Aujourd’hui, le château de Tibidi appartient à un particulier.
Invité par le comte de Chambord
Michel Prosper Avice de Mougon ne cachait pas ses sympathies légitimistes. La preuve en est qu’en mars 1859 (étant donné les dates, ils devaient être en voyage de noces), les Mougon, séjournant à Venise au prestigieux hôtel Danieli, sont par deux fois invités à déjeuner par le comte de Chambord, « chef » des légitimistes et potentiel roi de France en cas de restauration de la monarchie, qui séjournait lui-même à Venise. Le 9 mars 1859, Prosper reçoit un pli « A monsieur le comte de Mougon, hôtel royal Danieli, Venise » avec le contenu suivant : « Le duc de Lévis a l’honneur d’offrir ses compliments à monsieur le comte de Mougon et lui annonce que monsieur le comte et madame la comtesse de Chambord le recevront ainsi que madame la comtesse de Mougon aujourd’hui à midi et demie. Venise, le 9 mars 1859 ». Le lendemain, un second pli est envoyé à « Monsieur le comte de Mougon, Venise » avec l’invitation suivante : « Le duc de Lévis a l’honneur d’offrir ses compliments à monsieur le comte et madame la comtesse de Mougon et les engage de la part de monsieur le comte de Chambord à venir dîner au palais Cavalli samedi prochain à 6 heures. Venise,le 10 mars 1859. »
Sources :
« Tibidy » par Jean Foucher, éditions PAM, Brest 1983. 12 p.

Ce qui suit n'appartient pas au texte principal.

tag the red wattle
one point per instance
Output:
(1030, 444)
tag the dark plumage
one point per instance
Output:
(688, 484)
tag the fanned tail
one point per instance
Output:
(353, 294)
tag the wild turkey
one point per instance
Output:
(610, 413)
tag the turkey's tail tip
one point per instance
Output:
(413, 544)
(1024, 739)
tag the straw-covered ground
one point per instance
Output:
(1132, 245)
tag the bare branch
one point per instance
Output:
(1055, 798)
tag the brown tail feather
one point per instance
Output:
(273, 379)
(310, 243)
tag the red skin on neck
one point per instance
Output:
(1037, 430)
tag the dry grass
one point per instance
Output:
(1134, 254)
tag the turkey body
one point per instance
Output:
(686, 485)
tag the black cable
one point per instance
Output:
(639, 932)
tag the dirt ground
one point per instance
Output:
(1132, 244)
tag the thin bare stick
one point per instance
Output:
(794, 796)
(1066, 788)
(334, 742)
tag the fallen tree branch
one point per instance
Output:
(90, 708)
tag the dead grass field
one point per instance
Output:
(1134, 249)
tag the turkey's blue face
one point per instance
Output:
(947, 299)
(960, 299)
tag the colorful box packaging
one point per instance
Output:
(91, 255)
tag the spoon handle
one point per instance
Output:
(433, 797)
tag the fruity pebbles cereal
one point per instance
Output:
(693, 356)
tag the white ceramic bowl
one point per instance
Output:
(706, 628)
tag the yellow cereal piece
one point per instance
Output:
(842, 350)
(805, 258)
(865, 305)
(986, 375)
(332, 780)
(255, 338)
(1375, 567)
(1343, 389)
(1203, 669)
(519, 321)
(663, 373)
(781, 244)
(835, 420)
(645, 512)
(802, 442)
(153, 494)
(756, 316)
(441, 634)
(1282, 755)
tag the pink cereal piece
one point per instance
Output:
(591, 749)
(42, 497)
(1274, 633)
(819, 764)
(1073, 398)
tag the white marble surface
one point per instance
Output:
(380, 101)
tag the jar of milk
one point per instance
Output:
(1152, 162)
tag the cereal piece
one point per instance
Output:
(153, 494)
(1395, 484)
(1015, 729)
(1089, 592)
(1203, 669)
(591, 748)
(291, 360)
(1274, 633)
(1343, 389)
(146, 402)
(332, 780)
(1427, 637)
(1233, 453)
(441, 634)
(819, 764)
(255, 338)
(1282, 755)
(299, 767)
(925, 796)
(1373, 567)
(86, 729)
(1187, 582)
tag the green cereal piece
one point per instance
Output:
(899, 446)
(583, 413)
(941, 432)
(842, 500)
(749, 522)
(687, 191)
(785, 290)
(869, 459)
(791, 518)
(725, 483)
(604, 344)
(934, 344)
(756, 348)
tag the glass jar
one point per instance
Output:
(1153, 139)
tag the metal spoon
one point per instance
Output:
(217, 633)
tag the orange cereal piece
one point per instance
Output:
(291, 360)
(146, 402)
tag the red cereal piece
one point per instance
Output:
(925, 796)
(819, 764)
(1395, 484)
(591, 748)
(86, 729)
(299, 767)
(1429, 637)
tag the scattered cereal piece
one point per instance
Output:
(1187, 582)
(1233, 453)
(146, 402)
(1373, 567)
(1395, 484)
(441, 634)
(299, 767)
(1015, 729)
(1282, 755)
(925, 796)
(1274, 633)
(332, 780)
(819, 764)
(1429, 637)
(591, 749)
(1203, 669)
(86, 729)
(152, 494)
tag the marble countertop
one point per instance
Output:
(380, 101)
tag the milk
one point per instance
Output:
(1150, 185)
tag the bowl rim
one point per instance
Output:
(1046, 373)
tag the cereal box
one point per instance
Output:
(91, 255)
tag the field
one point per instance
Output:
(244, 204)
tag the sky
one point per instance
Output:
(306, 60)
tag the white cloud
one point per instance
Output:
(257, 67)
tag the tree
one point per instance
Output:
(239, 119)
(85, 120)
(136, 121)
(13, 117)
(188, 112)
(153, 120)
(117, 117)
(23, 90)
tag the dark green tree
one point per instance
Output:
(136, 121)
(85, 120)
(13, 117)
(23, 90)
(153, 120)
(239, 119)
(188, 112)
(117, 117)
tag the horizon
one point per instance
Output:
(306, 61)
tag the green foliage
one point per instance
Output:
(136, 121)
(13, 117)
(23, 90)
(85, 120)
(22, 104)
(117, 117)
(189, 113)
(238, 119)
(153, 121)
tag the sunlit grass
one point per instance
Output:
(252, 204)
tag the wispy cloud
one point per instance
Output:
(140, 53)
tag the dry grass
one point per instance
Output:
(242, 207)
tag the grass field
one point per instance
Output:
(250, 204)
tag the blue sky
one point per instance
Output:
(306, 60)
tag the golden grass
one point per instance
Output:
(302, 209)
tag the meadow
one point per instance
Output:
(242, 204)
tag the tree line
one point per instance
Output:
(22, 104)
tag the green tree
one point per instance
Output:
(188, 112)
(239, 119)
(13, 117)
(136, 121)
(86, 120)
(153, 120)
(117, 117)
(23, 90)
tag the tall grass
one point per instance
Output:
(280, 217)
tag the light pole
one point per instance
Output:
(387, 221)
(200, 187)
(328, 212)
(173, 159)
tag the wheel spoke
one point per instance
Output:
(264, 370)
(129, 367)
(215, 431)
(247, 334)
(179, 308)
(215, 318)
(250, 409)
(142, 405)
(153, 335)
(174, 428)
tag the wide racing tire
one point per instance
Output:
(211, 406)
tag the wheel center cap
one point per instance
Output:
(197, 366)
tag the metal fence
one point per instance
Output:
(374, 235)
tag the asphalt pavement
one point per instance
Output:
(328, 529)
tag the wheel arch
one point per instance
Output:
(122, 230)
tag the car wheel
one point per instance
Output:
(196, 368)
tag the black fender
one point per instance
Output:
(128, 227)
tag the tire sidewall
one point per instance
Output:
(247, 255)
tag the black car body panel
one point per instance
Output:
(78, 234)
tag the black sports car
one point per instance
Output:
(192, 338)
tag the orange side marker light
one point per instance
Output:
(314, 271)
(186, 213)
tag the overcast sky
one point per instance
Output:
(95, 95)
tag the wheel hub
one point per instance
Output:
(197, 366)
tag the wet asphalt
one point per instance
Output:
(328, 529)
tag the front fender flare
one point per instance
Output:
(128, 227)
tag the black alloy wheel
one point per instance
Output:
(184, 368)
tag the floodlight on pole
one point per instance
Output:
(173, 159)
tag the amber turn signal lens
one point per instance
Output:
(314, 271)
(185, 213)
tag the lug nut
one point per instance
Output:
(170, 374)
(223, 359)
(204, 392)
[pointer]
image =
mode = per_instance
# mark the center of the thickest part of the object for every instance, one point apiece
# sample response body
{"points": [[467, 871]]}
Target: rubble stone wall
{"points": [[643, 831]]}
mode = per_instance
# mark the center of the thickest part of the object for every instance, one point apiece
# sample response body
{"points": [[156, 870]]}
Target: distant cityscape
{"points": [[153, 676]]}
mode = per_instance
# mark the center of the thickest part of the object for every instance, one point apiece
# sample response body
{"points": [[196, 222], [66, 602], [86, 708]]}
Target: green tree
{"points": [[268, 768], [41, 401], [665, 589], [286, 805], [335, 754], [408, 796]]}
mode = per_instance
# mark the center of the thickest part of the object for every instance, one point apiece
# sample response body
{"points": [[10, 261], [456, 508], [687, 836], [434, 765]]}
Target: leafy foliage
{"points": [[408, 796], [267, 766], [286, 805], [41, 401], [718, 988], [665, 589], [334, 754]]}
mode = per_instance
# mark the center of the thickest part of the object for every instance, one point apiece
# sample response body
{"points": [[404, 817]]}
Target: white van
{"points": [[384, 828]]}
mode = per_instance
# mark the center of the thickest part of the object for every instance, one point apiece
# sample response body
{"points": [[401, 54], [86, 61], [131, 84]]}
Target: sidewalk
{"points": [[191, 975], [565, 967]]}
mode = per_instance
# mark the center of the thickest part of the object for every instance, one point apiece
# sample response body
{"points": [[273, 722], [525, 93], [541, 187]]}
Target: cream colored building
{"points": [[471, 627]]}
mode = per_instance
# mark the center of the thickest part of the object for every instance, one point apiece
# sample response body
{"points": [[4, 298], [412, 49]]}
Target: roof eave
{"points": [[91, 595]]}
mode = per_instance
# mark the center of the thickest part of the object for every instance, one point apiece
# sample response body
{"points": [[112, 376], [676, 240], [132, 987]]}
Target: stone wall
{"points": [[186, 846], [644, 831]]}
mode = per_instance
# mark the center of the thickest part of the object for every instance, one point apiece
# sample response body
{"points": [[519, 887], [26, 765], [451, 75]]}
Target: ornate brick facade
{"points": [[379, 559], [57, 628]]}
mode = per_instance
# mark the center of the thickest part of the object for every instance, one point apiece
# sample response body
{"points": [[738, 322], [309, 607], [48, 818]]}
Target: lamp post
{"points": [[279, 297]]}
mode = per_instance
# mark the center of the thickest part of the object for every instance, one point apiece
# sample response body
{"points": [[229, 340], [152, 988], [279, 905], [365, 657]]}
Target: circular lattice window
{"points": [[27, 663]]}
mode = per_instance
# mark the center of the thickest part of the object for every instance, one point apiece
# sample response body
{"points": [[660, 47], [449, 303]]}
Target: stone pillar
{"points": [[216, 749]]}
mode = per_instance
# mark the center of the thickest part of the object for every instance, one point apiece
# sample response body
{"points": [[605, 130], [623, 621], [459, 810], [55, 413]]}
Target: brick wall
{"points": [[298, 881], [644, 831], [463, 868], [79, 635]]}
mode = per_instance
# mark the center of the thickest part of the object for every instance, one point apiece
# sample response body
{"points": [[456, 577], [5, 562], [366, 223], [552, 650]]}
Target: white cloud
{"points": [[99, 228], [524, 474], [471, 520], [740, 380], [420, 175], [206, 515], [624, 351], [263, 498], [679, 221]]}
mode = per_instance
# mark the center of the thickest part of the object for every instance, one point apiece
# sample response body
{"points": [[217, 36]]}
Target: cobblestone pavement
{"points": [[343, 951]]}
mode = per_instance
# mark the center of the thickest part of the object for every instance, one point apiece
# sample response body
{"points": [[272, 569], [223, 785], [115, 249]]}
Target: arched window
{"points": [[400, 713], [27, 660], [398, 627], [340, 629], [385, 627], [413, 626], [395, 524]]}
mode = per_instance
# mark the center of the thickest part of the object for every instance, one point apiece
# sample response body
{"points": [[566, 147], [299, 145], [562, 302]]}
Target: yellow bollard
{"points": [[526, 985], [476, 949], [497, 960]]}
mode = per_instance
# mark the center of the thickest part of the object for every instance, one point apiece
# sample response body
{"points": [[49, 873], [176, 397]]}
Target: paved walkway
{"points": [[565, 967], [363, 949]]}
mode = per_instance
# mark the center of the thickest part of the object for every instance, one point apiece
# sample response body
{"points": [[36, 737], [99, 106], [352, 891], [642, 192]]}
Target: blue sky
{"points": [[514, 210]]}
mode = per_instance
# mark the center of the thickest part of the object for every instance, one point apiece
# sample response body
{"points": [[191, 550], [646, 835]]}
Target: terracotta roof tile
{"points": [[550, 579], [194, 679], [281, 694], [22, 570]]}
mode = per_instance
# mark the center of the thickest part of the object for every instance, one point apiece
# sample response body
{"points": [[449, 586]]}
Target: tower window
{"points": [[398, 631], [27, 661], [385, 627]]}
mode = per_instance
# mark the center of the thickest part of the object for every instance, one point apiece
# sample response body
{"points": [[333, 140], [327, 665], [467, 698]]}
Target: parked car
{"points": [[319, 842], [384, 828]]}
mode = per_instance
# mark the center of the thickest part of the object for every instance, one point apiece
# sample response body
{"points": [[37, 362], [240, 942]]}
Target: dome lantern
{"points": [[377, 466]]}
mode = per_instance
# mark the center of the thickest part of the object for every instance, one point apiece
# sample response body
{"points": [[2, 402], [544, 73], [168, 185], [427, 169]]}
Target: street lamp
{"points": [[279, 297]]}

Article du Télégramme, 25 mai 1956, signé Jean Tanguy.
Article du « Progrès » de Cornouaille, 11 novembre 2000.
Deux lettres à l’auteur d’Anne Teyssandier, arrière-arrière petite-fille de Michel Prosper Avice de Mougon.
(1) « Un château en Bretagne », par Bernard Boudic, éditions Coop Breizh, juin 2015, 24,90 €.